Feature map fusion without channel reduction?

Question

Feature map fusion without channel reduction?

opened this issue 6 years ago · comments

Firstly, thank you for the discussion in my previous post earlier! I definitely benefited from learning from you!

I have a question regarding channel reduction and would be glad if you can share your suggestions. In the paper, it was written, "...to decrease the memory consumption of the model, the number of channels in the feature map is reduced from 512 to 128 using 1 x 1 convolutions."
I am trying to run an experiment when only feature map fusion is done (without reducing channels). However, by doing so, I encountered exploded gradient.
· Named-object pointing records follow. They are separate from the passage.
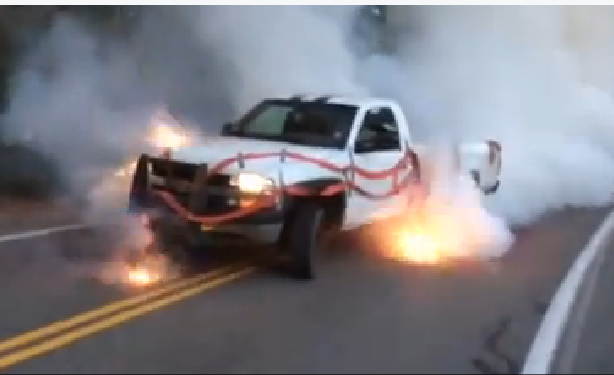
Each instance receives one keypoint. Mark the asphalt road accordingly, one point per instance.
(362, 315)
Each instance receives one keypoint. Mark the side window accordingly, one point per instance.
(378, 132)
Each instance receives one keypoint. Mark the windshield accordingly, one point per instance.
(305, 123)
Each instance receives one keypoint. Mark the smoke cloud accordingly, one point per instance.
(537, 79)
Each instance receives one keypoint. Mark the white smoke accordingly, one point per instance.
(525, 77)
(537, 79)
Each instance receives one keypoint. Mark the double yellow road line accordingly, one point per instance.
(65, 332)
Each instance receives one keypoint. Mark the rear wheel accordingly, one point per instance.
(304, 237)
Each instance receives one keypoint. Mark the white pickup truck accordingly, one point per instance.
(293, 168)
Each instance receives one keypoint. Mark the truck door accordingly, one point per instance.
(376, 147)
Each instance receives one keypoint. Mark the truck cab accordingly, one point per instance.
(323, 163)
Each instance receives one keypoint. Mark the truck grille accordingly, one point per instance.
(179, 178)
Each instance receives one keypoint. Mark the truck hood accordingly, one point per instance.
(213, 150)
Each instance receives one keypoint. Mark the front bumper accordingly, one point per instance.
(189, 186)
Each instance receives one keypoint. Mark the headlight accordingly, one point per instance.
(251, 183)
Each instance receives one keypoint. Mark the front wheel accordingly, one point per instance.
(304, 236)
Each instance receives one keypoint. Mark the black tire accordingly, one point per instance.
(304, 238)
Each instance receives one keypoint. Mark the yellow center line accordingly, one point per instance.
(104, 310)
(74, 335)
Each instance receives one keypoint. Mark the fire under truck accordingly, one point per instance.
(292, 171)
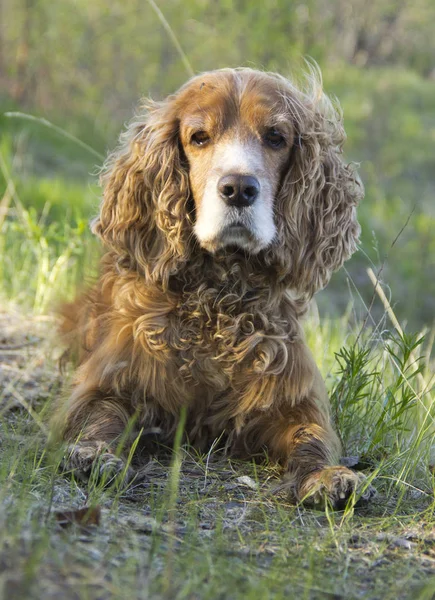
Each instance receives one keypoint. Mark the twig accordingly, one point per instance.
(378, 289)
(55, 128)
(173, 37)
Of course, one possible direction is to reduce learning rate but I try not to do that yet as I suspect I may have implemented prototxt incorrectly or I might have missed out something that I did not realize... may I know if nan loss was encountered too in your experiment when channels are not reduced?

Iteration 20 (1.09985 iter/s, 18.1843s/20 iters), loss = nan
Train net output #0: m1@ssh_cls_loss = 87.3365 (* 1 = 87.3365 loss)
Train net output #1: m1@ssh_reg_loss = nan (* 1 = nan loss)
Train net output #2: m2@ssh_cls_loss = 87.3365 (* 1 = 87.3365 loss)
Train net output #3: m2@ssh_reg_loss = nan (* 1 = nan loss)
Train net output #4: m3@ssh_cls_loss = 87.3365 (* 1 = 87.3365 loss)
Train net output #5: m3@ssh_reg_loss = nan (* 1 = nan loss)
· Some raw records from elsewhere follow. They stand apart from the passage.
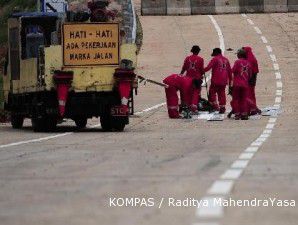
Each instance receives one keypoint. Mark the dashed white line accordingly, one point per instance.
(279, 84)
(221, 187)
(279, 92)
(258, 30)
(246, 155)
(270, 126)
(273, 57)
(210, 210)
(35, 140)
(252, 149)
(240, 164)
(269, 48)
(278, 100)
(276, 66)
(278, 75)
(250, 22)
(231, 174)
(272, 120)
(264, 39)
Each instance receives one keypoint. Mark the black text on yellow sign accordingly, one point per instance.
(91, 44)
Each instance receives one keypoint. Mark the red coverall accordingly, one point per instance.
(188, 94)
(221, 76)
(194, 66)
(252, 102)
(242, 73)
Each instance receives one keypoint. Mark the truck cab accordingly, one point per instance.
(77, 70)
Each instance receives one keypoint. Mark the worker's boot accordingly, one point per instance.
(230, 114)
(237, 116)
(244, 117)
(222, 110)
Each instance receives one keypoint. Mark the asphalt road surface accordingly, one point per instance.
(68, 177)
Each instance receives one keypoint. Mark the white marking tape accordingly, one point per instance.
(276, 66)
(35, 140)
(269, 48)
(212, 209)
(247, 155)
(273, 57)
(250, 22)
(278, 75)
(221, 187)
(264, 39)
(279, 92)
(252, 149)
(258, 30)
(240, 164)
(270, 126)
(231, 174)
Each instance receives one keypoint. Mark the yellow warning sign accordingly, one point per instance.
(90, 44)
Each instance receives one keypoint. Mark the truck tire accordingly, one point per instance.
(81, 122)
(106, 123)
(118, 123)
(17, 121)
(110, 123)
(44, 124)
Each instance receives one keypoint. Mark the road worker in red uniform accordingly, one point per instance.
(242, 73)
(194, 67)
(221, 76)
(252, 102)
(188, 88)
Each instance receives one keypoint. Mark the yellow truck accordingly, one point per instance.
(77, 70)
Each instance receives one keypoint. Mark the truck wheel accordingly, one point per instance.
(106, 123)
(118, 123)
(81, 123)
(44, 124)
(17, 121)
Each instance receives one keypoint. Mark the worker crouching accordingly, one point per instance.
(242, 73)
(221, 76)
(189, 93)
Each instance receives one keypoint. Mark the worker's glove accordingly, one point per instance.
(253, 80)
(230, 90)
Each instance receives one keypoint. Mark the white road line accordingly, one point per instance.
(231, 174)
(278, 100)
(250, 21)
(273, 57)
(278, 75)
(267, 131)
(35, 140)
(276, 66)
(219, 33)
(206, 223)
(269, 48)
(258, 30)
(212, 209)
(265, 135)
(270, 126)
(264, 39)
(279, 84)
(252, 149)
(272, 120)
(279, 92)
(246, 155)
(221, 187)
(240, 164)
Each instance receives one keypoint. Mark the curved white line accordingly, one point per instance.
(223, 186)
(219, 33)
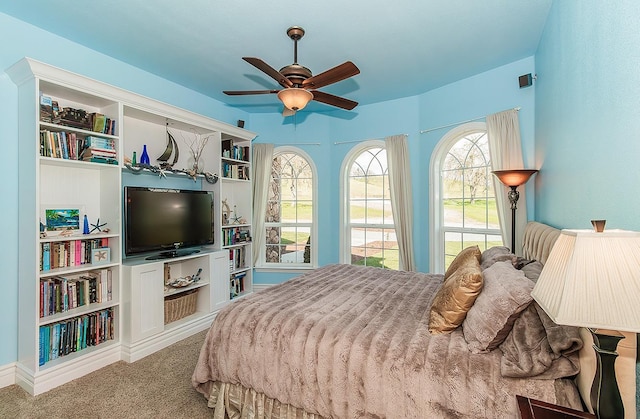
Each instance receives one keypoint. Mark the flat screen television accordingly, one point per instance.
(165, 223)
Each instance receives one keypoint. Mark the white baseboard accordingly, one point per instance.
(177, 331)
(7, 375)
(58, 372)
(260, 287)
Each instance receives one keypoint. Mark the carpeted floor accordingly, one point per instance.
(158, 386)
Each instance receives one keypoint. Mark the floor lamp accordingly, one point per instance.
(514, 178)
(592, 279)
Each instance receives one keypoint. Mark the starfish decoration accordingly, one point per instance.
(236, 218)
(97, 226)
(100, 255)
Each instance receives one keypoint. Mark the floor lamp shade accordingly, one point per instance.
(592, 279)
(514, 178)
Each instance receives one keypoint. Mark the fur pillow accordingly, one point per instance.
(463, 258)
(506, 293)
(455, 297)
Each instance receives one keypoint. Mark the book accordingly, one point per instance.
(102, 160)
(100, 142)
(46, 109)
(98, 122)
(46, 250)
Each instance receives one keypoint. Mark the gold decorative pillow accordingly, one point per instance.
(465, 257)
(455, 298)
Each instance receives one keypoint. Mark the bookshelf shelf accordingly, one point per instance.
(61, 238)
(176, 291)
(76, 312)
(75, 134)
(74, 357)
(58, 128)
(76, 269)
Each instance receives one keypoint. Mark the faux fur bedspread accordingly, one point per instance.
(352, 342)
Prototxt modification is as follows:

#==========CONV4 Backwards for M1======

# Upsample conv5_3
layer {
  name: "conv5_3_up"
  type: "Deconvolution"
  bottom: "conv5_3"
  top: "conv5_3_up"
  convolution_param {
    kernel_size: 4 
    stride: 2
    num_output: 512
    group: 512
    pad: 1
    weight_filler: { type: "bilinear" } 
    bias_term: false
  }
  param { lr_mult: 0 decay_mult: 0 }
}



# Crop conv5_3
layer {
  name: "conv5_3_crop"
  type: "Crop"
  bottom: "conv5_3_up"
  bottom: "conv4_3"
  top: "conv5_3_crop"
  crop_param {
    axis: 2
    offset: 0
  }
}

# Eltwise summation
layer {
  name: "conv4_fuse"
  type: "Eltwise"
  bottom: "conv5_3_crop"
  bottom: "conv4_3"
  top: "conv4_fuse"
  eltwise_param {
    operation: SUM
  }
}
# Perform final 3x3 convolution
layer {
  name: "conv4_fuse_final"
  type: "Convolution"
  bottom: "conv4_fuse"
  top: "conv4_fuse_final"
  param {
    lr_mult: 1
  }
  param {
    lr_mult: 2
  }
  convolution_param {
    num_output: 512
    pad: 1
    kernel_size: 3
    weight_filler { type: "gaussian" std: 0.01 }
    bias_filler { type: "constant" value: 0 }
  }
}
layer {
  name: "conv4_fuse_final_relu"
  type: "ReLU"
  bottom: "conv4_fuse_final"
  top: "conv4_fuse_final"
}

Pouya Samangouei · Answer 1 · Mon Jun 18 2018 21:05:49 GMT+0800 (China Standard Time)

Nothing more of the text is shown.